Chesapeake Posts $4.15B Loss on Impairment Charge
OKLAHOMA CITY – Chesapeake Energy Corp. said Wednesday that its oil and gas production in eastern Ohio’s Utica shale increased 13% during the second quarter ended June 30 versus production in the first quarter.
Production in the Utica averaged approximately 125 million barrels of oil equivalent per day, the company said as part of its second quarter earnings.
Chesapeake reported a net loss of $4.15 billion for the quarter ended June 30, or $6.27 per share, mostly due to a $4.02 billion impairment charge on oil and gas assets. The company reported an adjusted net loss of $83 million, or 11 cents a share, compared to net income of $191 million, or 22 cents a share, during the same period last year.
Energy companies have struggled because oil and gas commodity prices have plummeted since the beginning of the year. The price collapse has devalued Chesapeake’s assets.
The company reported it voluntarily curtailed an average of approximately 100 million cubic feet of natural gas per day of Utica production in July and is currently curtailing 275 million cubic feet of gas per day as a result of weak natural gas prices and the deterioration of propane prices.
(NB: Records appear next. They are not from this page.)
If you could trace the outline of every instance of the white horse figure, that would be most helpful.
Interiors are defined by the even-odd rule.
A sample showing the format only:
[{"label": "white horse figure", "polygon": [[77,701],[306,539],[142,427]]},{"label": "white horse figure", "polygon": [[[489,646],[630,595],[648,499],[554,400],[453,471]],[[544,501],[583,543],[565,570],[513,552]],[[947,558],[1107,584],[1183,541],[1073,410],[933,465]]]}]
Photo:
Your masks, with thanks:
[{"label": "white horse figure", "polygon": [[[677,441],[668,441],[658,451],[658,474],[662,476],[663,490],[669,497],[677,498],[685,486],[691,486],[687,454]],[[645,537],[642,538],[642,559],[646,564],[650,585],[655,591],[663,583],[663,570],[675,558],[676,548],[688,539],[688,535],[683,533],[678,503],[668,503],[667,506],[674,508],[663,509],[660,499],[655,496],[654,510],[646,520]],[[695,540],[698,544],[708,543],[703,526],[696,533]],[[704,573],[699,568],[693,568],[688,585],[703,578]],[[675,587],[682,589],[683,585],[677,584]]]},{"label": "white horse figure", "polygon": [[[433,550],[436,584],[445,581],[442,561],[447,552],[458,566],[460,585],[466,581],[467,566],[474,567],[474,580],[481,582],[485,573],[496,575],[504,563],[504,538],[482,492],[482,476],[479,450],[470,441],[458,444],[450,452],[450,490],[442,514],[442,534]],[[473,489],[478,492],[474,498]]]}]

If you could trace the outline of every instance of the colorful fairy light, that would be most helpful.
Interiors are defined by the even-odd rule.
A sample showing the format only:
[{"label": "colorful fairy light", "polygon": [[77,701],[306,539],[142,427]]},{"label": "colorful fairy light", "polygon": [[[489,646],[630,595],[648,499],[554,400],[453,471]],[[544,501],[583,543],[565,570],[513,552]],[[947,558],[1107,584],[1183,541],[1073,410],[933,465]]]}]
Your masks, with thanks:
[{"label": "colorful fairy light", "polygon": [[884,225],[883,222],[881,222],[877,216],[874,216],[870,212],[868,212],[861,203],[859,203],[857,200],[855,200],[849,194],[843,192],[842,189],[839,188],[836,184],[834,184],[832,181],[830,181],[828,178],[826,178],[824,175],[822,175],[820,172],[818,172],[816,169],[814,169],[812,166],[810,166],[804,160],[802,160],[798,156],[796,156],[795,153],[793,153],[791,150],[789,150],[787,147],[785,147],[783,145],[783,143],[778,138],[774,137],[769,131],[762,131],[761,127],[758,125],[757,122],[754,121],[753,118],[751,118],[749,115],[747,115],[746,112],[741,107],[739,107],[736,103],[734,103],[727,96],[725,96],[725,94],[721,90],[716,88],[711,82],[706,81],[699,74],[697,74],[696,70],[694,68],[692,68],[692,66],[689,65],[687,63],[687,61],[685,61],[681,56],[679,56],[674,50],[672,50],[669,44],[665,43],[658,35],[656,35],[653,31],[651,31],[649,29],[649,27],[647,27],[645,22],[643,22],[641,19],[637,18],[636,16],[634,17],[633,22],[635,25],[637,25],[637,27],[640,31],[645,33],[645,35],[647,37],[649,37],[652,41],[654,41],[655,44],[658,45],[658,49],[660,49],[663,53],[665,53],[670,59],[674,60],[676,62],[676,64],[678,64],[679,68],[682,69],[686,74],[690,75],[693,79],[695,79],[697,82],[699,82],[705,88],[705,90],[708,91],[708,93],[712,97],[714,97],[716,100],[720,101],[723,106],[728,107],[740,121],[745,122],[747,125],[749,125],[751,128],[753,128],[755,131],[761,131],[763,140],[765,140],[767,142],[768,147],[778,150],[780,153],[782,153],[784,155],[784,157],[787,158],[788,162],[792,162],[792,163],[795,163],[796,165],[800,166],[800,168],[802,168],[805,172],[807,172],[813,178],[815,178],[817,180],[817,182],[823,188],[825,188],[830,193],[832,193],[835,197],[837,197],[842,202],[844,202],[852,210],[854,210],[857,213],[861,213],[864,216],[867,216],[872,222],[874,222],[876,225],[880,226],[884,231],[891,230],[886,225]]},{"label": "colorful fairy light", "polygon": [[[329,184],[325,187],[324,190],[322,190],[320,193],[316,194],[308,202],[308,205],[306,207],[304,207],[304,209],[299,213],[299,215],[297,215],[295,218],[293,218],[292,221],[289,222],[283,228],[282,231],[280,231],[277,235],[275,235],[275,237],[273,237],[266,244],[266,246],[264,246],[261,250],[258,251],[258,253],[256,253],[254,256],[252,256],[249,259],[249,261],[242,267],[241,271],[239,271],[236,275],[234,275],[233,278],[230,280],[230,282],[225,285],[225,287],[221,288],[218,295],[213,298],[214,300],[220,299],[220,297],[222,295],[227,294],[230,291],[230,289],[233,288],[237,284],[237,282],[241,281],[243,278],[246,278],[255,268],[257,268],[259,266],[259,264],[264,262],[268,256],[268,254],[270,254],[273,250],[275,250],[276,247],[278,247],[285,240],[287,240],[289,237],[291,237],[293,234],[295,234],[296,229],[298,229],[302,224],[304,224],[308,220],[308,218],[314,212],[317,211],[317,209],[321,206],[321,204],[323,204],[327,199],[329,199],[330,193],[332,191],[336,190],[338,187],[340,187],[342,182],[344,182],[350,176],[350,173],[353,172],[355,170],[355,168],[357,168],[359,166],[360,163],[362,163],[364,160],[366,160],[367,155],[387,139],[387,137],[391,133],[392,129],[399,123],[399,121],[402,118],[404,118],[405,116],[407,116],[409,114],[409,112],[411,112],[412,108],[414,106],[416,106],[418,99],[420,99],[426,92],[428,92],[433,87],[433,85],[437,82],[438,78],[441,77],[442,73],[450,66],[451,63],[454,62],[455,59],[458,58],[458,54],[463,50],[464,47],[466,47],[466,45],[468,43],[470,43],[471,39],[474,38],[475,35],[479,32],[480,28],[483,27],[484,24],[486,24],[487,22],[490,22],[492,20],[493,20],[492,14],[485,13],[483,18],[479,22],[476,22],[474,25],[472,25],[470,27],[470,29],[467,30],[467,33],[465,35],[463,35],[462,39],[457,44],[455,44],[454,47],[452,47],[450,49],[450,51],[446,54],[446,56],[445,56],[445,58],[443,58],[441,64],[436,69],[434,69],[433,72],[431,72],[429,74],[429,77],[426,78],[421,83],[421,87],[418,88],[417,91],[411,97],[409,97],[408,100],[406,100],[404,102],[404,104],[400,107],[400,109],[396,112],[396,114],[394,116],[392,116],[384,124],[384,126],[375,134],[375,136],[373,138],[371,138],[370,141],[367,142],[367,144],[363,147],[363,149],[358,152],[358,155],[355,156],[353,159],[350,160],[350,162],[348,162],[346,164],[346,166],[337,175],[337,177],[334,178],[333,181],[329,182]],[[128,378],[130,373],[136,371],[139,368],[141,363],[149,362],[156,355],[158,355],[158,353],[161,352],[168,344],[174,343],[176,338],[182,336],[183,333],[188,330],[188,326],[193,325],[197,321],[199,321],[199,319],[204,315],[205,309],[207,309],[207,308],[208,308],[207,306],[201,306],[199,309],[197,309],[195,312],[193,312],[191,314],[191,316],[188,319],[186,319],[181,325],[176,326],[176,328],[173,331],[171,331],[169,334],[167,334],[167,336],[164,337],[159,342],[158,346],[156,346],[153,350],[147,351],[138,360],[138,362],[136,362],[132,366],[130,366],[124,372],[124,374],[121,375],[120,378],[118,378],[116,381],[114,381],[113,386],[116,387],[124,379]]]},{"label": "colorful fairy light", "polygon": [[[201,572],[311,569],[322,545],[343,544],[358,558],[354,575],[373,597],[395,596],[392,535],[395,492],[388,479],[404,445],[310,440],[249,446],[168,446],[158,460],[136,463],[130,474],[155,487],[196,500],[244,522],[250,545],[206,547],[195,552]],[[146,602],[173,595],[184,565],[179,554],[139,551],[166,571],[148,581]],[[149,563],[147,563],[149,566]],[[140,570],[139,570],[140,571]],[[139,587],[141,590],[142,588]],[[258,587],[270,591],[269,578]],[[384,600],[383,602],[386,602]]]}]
However, the company noted that prices are likely to increase once the Spectra Open pipeline goes into service in November. That pipeline will ship natural gas liquids directly to the Gulf Coast.
The pipeline will allow Chesapeake to move 350 million cubic feet of gas per day out of the Utica at a competitive transportation rate, the company said.
“Once Open is online, about 85% of our Utica gas will receive Gulf Coast pricing,” said Chris Doyle, executive vice president for Chesapeake’s northern division.
Chesapeake noted that it continues to drill longer laterals and use more frack stages in its Utica wells. Completion costs per well should increase this year since the company is drilling longer laterals and increasing the number of frack stages.
“The Marcellus and Utica teams turned in their best operational quarter in their history,” Doyle said. “The drilling team averaged 12 days from spud to rig release, that was a 35% improvement over 2014.”
Drilling time during the third quarter is also off to a strong start, he notes, adding that it took rig teams on average nine days on a four-well pad and set a new record for 7.9 days on another pad.
Pictured: Chesapeake Energy Corp.’s headquarters in Oklahoma City.